POLICE Scotland failed to communicate and engage on controversial moves to make its armed officers more visible, according to its main civilian watchdog.

The force came under sustained criticism last year after it emerged it had been deploying men and women with guns on their hips to routine calls.

Chief Constable Sir Stephen House has since tweaked the policy - which had made his small band of 275 armed officers more visible than ever before - but not before his force suffered what insiders admit was a PR disaster.

The Scottish Police Authority (SPA) has now said Sir Stephen's force initially "underestimated the community feelings that would be generated among a significant minority of the population from armed police officers being sent to routine calls and incidents".

The watchdog's review of the public impact of such policing also exposed an "absence of a proactive communications and engagement strategy" on the issue. This, the SPA said, resulted in "subsequent public misunderstandings around the scale and deployment of armed officers...and these misunderstandings remain prevalent today".

This criticism of police public relations from the SPA echoes concerns expressed throughout 2014 by major policing figures, such as Niven Rennie, president of the Association of Scottish Police Superintendents.

Mr Rennie sparked fury inside the force when he said the armed policing issue could "have been dealt with better".

The SPA's Iain Whyte - a Tory councillor from Edinburgh - said he believed the new report would help to change the culture of communication within the police, pushing force leaders to engage with stakeholders on such key decisions earlier.

"I certainly hope it will and think it will," Mr Whyte said. "For example, the chief has already said there should be a wider debate on body-worn cameras."

Insiders have always expected bodycams - potentially to be carried by all officers rather than the one in 50 that is armed - to present a huge change in the way police relate to the public.

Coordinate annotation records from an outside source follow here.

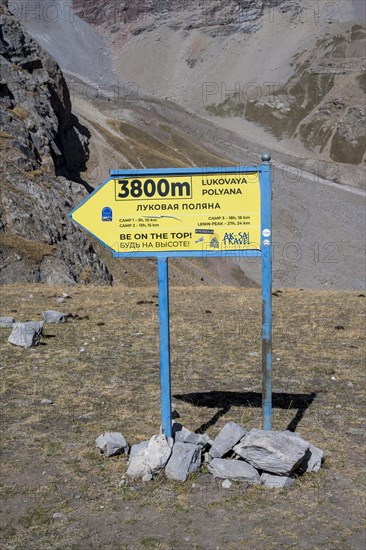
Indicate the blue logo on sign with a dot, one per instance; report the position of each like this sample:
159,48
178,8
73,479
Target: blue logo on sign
107,214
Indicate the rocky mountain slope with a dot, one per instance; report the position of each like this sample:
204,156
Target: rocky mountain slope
43,150
288,74
318,225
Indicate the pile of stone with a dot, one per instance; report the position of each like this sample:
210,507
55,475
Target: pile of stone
271,458
28,334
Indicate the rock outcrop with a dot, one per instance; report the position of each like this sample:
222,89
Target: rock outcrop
43,151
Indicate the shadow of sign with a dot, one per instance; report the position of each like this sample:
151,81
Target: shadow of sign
224,400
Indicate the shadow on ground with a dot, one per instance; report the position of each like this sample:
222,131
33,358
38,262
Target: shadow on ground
224,400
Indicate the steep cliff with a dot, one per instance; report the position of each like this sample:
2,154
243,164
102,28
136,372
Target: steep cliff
43,150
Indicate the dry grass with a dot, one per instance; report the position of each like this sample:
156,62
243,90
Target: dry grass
49,463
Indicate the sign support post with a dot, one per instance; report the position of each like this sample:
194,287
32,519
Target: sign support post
266,248
163,292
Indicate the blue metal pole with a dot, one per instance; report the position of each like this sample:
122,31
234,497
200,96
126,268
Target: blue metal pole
163,288
266,249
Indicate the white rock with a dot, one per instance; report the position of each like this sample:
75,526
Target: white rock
6,322
51,316
137,466
185,458
230,434
313,459
26,334
183,435
226,484
239,470
157,452
111,443
276,482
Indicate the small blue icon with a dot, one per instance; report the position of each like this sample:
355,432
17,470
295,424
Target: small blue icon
214,243
107,214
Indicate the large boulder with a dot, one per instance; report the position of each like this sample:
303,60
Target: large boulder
271,451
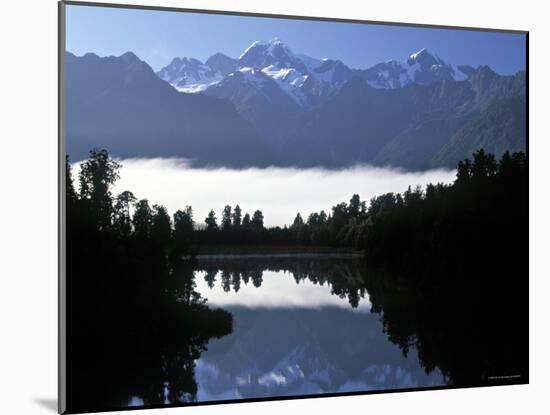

Assistant Chief Constable Bernie Higgins - the officer in charge of armed policing - admitted that communications could have been "far more effective".

Mr Higgins also, for the first time, outlined just how widely armed officers had been used to carry out routine duties, saying they had been involved in some 30,000 interactions with the public in the first year of the new national force. There were no complaints about the fact such officers were armed, he said.

Armed offices in much of Scotland had carried their weapons on their hips for years before the national force came in to being. They had not been regularly used on routine matters. This changed in October. Mr Higgins was not able to say what effect this had had on the number of interactions armed officers had with with public.

He did, however, stress that armed officers had dealt with 1,400 armed incidents in April-December 2014.

The SPA, meanwhile, discovered that despite concerns among a vocal minority, most Scots supported Sir Stephen's policy on armed policing. It commissioned an opinion poll that revealed that just 18 per cent actually knew roughly how many Scottish officers were armed.